Lot n° 322
Estimation :
25000 - 30000
EUR
Edmond JAEGER, Paris, Vers 1890 - Lot 322
Edmond JAEGER, Paris, Vers 1890
Parquet clock, said to be of precision and Regulateur type, running for 8 days. Straight cabinet in mahogany of Cuba surmounted by a hat with floral ornaments. Door with beveled glass and poly-lobed opening on hinge and closing on bolt.
Movement enclosed in a gilt bronze protective case, with locking device, reminiscent of the architecture of marine chronometers. Dial signed in silvered metal with radiating Roman numerals for the hours, minute track and subsidiary seconds dial at 6 o'clock. Blued steel Breguet hands and balanced second hand. Winding square at 3 o'clock.
Movement in solid brass of very beautiful workmanship with scraped decorations, beaded plates, steel polished - blocked (also called black polished or polished - ice)...
Small plate signed. Anchor exhaust with adjustable vanes and having the particularity to be in body with the metal suspension in order to decrease the friction and thus to increase the precision.
False plate signed with fixing by knurled screws.
Drive drum with endless groove for the perfect winding of the rope, always with a view to limiting the disturbances linked to friction.
Cylindrical motor weight with brass muffle. Bi-metallic balance (steel and brass) with balancing device and micrometric length adjustment by screw, finished with two cylindrical capsules.
Height : 198 cm
Width : 47 cm
Depth : 21 cm
Expert : Mathias RICCI
Edmond Jaeger was one of the rare watchmakers who marked the history of watchmaking.
He set up his first workshop in Paris in 1880 and never stopped building timepieces combining precision and technical innovation. Thus, in 1890, he delivered his first shipboard chronometers to the French Navy. At the same time, he designed an extra-flat watch movement that he wanted to put into large-scale production and turned to Switzerland to meet this technical challenge.
Jacques-David LeCoultre, Antoine LeCoultre's grandson, saw this as a challenge and an opportunity and decided to take up the challenge and succeed in producing these demanding calibers. From this success was born a friendship between the two men who decided to collaborate, from 1903, for the production of simple and complicated extra-flat calibers.

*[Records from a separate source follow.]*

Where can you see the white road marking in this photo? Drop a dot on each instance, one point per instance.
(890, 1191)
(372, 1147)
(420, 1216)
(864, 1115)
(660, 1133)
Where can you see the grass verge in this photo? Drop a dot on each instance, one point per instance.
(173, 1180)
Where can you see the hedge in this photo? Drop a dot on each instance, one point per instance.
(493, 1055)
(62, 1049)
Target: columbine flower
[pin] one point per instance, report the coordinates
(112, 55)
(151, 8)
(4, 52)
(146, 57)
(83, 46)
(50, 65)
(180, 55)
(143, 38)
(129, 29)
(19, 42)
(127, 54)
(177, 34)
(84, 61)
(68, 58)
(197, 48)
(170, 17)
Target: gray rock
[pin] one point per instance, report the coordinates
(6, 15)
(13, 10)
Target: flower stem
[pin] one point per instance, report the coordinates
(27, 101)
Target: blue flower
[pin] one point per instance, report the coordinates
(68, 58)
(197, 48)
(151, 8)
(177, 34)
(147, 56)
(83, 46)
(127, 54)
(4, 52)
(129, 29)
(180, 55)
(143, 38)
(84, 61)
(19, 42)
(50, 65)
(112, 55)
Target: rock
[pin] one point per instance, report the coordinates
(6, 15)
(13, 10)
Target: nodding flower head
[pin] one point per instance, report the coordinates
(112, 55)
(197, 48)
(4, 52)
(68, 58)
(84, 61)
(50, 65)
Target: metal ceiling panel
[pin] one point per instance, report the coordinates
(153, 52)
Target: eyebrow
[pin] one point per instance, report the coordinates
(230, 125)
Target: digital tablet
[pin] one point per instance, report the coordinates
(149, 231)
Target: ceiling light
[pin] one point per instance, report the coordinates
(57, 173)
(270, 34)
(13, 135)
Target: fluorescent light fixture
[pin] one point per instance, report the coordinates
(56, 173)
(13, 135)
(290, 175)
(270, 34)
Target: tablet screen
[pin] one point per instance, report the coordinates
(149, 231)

In 1907, Edmond Jaeger signed an exclusive contract with Louis Cartier, who purchased all of these Jaeger calibers under the name of European Watch & Clock Co (EWC) to equip his most luxurious pocket watches. This new partnership gave birth to modern watchmaking: Louis Cartier, wanting to please his aviator friend Santos-Dumont, asked Edmond Jaeger to design a caliber that could be worn on the wrist. The latter took up the challenge of miniaturization and launched production with LeCoultre in Switzerland to equip the very first wristwatch for men: The Cartier Santos. In 1915, Edmond Jaeger launched, with LeCoultre & Cie, the manufacture of on-board instruments for aviation and the automobile. From 1918 onwards, Edmond Jaeger gradually withdrew due to health problems and entrusted his Parisian watchmaking workshops to Paul Lebet, who came from the LeCoultre Manufacture.
Edmond Jaeger died in 1922, at the age of 64, but his mark will remain forever.
In fact, from 1937, the Manufacture LeCoultre, still in collaboration with Jaeger Paris, paid tribute to him by renaming itself Manufacture Jaeger-LeCoultre.